Good luck Stephen, you're gonna do great!
Good luck bro
howd it go!!??
Did you get the role?
@@nero9985 never interviewed, the recruiters kept me in limbo so long until I took a job elsewhere
The reason why the first solution is faster than the second one is that the method isalnum() is written in C behind the scenes while the solution you achieved is written in pure Python. C is a much more performant language than python, so thats why. Interestingly, a large part of Python methods are written in C.
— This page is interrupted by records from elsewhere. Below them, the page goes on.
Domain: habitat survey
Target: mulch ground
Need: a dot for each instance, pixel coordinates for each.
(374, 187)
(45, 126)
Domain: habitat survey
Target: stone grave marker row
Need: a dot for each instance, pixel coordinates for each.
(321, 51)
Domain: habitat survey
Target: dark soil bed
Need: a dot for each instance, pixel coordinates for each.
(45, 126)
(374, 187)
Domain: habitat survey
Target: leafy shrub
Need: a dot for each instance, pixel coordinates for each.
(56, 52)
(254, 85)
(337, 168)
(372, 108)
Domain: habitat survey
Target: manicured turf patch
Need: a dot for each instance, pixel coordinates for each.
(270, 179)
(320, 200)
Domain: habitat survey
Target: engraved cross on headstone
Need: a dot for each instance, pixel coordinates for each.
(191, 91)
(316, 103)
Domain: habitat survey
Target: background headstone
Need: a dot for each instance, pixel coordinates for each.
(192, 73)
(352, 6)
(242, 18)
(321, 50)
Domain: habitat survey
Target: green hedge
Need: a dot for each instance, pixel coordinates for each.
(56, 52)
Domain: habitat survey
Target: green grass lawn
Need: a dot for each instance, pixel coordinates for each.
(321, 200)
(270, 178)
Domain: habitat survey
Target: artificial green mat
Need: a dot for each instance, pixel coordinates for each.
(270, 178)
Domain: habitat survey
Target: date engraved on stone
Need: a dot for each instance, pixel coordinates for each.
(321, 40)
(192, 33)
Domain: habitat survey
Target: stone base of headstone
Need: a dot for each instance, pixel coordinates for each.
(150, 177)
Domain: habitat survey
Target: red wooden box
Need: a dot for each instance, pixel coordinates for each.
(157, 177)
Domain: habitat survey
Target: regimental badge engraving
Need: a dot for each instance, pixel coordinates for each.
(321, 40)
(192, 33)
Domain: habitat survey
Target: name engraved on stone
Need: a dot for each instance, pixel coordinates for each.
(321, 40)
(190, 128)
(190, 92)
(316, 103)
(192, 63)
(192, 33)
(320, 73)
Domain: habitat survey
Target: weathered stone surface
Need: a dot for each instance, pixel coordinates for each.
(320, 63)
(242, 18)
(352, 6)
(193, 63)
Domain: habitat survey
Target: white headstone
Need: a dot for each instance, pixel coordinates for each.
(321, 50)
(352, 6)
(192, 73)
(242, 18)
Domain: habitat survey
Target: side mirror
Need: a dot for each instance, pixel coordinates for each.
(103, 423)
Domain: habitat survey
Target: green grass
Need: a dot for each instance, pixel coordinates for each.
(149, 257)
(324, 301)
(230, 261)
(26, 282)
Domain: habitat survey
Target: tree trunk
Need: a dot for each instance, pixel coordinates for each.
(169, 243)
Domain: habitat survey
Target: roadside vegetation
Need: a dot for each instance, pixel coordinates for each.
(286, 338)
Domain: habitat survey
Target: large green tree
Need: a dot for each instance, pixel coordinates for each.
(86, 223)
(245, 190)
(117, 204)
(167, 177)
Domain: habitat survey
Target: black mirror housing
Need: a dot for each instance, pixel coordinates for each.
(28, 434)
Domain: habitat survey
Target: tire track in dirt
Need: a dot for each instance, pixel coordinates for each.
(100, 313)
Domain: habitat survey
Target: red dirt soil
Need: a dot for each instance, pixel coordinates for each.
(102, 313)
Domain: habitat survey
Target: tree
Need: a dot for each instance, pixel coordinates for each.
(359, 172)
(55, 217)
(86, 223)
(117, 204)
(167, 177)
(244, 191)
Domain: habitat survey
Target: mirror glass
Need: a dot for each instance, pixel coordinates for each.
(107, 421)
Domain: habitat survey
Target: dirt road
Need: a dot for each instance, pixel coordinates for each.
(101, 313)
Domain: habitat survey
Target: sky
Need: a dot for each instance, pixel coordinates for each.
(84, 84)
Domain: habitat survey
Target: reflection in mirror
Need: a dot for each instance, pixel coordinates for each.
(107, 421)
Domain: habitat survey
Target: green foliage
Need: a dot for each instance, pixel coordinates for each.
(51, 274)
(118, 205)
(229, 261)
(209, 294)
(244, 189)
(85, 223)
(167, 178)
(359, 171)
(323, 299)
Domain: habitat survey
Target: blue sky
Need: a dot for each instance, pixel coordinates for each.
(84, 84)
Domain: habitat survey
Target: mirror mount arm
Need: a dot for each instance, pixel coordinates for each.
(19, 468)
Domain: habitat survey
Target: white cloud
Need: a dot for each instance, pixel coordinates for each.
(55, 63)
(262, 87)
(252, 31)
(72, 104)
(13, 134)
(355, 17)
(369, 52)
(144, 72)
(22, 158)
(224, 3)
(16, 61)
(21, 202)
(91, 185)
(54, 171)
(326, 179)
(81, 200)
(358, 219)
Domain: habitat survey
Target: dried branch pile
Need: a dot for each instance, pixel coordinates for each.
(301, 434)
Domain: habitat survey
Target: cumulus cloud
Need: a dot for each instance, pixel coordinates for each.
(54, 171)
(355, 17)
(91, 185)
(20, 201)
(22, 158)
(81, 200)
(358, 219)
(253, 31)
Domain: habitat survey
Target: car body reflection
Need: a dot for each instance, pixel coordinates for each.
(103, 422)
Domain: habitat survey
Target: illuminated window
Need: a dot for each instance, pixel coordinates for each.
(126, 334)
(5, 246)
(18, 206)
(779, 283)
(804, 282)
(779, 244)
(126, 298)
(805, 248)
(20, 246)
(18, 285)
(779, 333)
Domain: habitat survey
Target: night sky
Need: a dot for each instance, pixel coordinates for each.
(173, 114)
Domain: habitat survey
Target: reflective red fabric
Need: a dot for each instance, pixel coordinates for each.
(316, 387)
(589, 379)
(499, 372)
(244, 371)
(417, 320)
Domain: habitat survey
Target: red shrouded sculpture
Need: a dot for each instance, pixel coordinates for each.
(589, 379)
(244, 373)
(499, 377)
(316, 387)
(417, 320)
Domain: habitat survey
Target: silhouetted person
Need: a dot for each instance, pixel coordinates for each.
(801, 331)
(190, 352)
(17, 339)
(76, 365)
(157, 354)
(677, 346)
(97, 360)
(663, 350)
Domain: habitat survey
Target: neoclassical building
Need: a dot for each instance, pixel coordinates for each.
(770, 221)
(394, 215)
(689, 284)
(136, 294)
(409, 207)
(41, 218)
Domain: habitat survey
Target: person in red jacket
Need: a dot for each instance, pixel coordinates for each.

That explains why the inbuilt methods are almost always faster than my custom ones.
interesting!
Yes!!! Thank you for continuing with the LC 75 series!! We all really appreciate it.
I picked up blind-75 aswell! Keep up the grind as always 💪
Heres an optimization ive noticed....you can avoid having to write while l < r in the checking parts again by changing it to an if statement and using continue.. so it would be something like:
if not alphanum(s[l]) :
l+=1
continue
same for right pointer
if not alphanum(s[r]) :
r-=1
continue
This is a good idea. Reduces the code complexity!
i thought while loops are more faster than if statements, why should we avoid while loops? (im a beginner in python so im not really sure)
@@harperbye its been 4 months, but each should be doing a check of the condition. So in general I don't think one is faster than the other. However I try to avoid while loops if I can, because they can cause an infinite loop if theres a bug in the code :)
i think this won't work for this: s= "AB{[BA"
@@prasid33 It works. L = R on the last iteration of the while loop, so the loop breaks and True is returned.
Actually, we can write function for checking alphanumeric characters like this and it will work
def isalnum(c: str) -> bool:
return (("a"
ive tested your solution and ya it works thanks...but im not sure if just using the characters like that would be ok with the interviewer since just checking "a"
@@turtlenekk4354 I think that either solution is ok. If you can show several ways of doing the same thing it would be even better
Did not know this about python, thank you!
just tried it - good to know! thx
That works in JavaScript as well! I just found that using the function returns ascii value such as String.codePointAt() for example in JS, would be a option considering readability.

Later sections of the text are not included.